Alzinova AB (publ) announced positive top-line results from its phase 1b clinical trial of the vaccine candidate ALZ-101 in Alzheimer's disease. A first analysis of the study data shows that ALZ-101 has continued good tolerability, an acceptable safety profile and a high immune responder rate. Furthermore, the results show that patients treated with ALZ-101 responded with antibody levels that increased with the number of doses given.

A full analysis of the study data is expected to be completed in the first quarter of 2024. The positive results support continued clinical development of ALZ-101, and preparations for a planned phase 2 study are ongoing. The primary endpoint of the study is to evaluate the safety and tolerability of repeated doses of the vaccine candidate ALZ -101 in patients with early Alzheimer's disease.

The study also includes secondary and exploratory endpoints related to immune response and biomarkers. Exploratory efficacy data of the treatment's effect on biomarkers and cognition will be included in the full analysis of the study results, which is expected to be completed in The first quarter of 2024. The double-blind randomised phase 1b study included 26 patients with early Alzheimer's disease; The study, which is divided into two parts, is examining two different dose levels of ALZ-101, 125 and 250 ug, as well as placebo.

In part A of the study, 20 patients were treated with ALZ-101 vaccine and six patients with placebo. The top-line results are based on analysis after the first part of treatment when all patients received four doses over 20 weeks of treatment. Results from part A show good tolerability, an acceptable Safety profile and a high immune responders rate.

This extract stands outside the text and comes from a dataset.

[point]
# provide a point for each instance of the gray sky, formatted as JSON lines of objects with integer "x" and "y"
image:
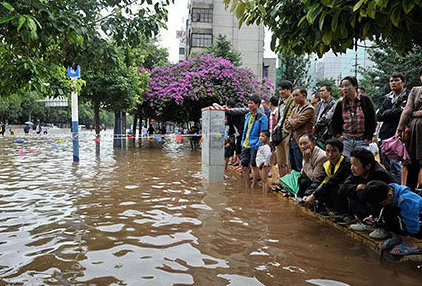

All 26 patients completed part A of the study. Antibody levels show that the patients administered with ALZ-101 responded favourably to treatment with antibody levels increasing with the number of doses given; One patient who entered the study with a history of ARIA-H (microbleeding) had a symptom-free increase in size. No patients developed ARIA-E (localised brain swelling).

All patients underwent magnetic resonance imaging to detect ARIA-E and ARIA-H. These types of side effects can occur with antibody treatment against the peptide Ab. ARIA-H may occur spontaneously in individuals with mild cognitive impairment or Alzheimer's disease. Clinical studies on Ab antibodies have previously shown an increased risk of both ARIA-E and ARia-H as a result of the treatments.

Alzinova is proceeding with the extension part (part B) of the study, where all patients are offered active treatment with ALZ-101 for a 20-week period. Patients are then followed during 48 weeks. Part B of the study will provide information on long-term safety and tolerability, the long-term immune response, as well as information on the effect on biomarkers and cognitive functions.

About ALZ-101 and Alzheimer's disease. Alzheimer's is a fatal disease that initially affects the brain and leads to problems with memory, thinking and behaviour. It is the most common form of dementia, and it mostly affects older people.

Symptoms develop gradually and include memory loss, confusion and difficulty doing everyday things. The cause of the disease is not entirely clear, but the accumulation of toxic substances in the brain plays a role. There is currently no cure and although the first disease-modifying drugs have recently been approved in the US, there is still a very long way to go to truly truly develop.